Interesting proposition from Michael Elkon:
Alexander’s line about forcing change where no natural pressure exists had me thinking about college football. I remember having a conversation with a friend three years ago about how USC, Texas, and Florida were poised to dominate college football in the coming years. They had the coaches, the systems, the fertile recruiting bases, and the rivals in turmoil to ensure a series of meetings with crystal balls on the line. Leaving USC and their NCAA issues aside, as recently as two years ago, Texas and Florida were both coming off of years where they lost only one game: to national champion Alabama. In the summer of 2010, we read numerous writers opine that both the Horns and Gators were moving away from the spread styles (pass-based for Texas and run-based for Florida) that they had favored in favor of more conventional, power-based attacks. (I remember Tony Barnhart being especially pronounced in making this point, but I cannot for the life of me find a link to verify my memory.)

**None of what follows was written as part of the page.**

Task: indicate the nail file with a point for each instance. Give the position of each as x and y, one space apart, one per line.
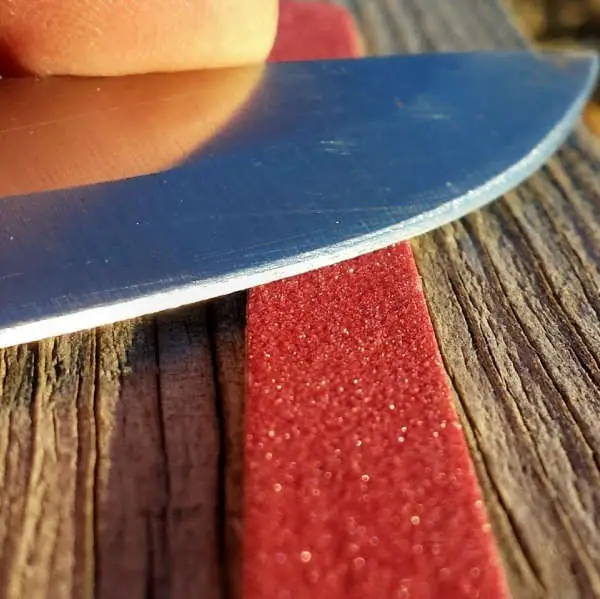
121 197
358 480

The results of this forced evolution (maybe devolution is a better term) have been disastrous. Here is Florida’s national rank in yards per play from 2008 forward: 3, 2, 78, 67. And here is Texas’s: 13, 57, 78, 67. Both Florida and Texas had a style that worked for them and then have gone away from that style, whether by recruiting decisions or scheme. They had evolved into approaches that moved the ball and then chose to eschew those approaches for something new. Two years later, they are both picking up the pieces from those decisions to force change.
Here are a few things I wonder about in response:
- How much of this evolution is forced by decision and how much by scheme change? Note that Florida’s decline starts in Corch’s last season – you know, the one when Tim Tebow had already moved on to fame and fortune in the NFL. (Also note that Florida’s national ranking in ypp actually improved under Weis this season.)
- How much did Jeremy Foley buy into Meyer’s recruiting? After seeing the post-Tebow decline begin, Florida’s AD elected to jump in with both feet and hire a guy who was intent upon changing to an offensive scheme for which Florida was presumably lacking the right kind of personnel.
- One of the few things I’ve agreed with Heisman Pundit about is the success of contrarian offensive scheming. If most of the defenses you see are structured to stop spread attacks, is there not some value in running a pro-style power game? It sure seems to have worked for the top two teams in the conference this season. Plus, a pro-style scheme works particularly well for programs which are ultra-successful at recruiting (see, again, Alabama and LSU), which is something that Florida certainly can claim to be.
- Given that, how much time do you allow the evolution process to work out before declaring success or failure? (If you’re a Georgia fan, you’re probably shrieking “Two years!” about now.)
- I’d like to hear Michael’s explanation for where Michigan fits into his theory.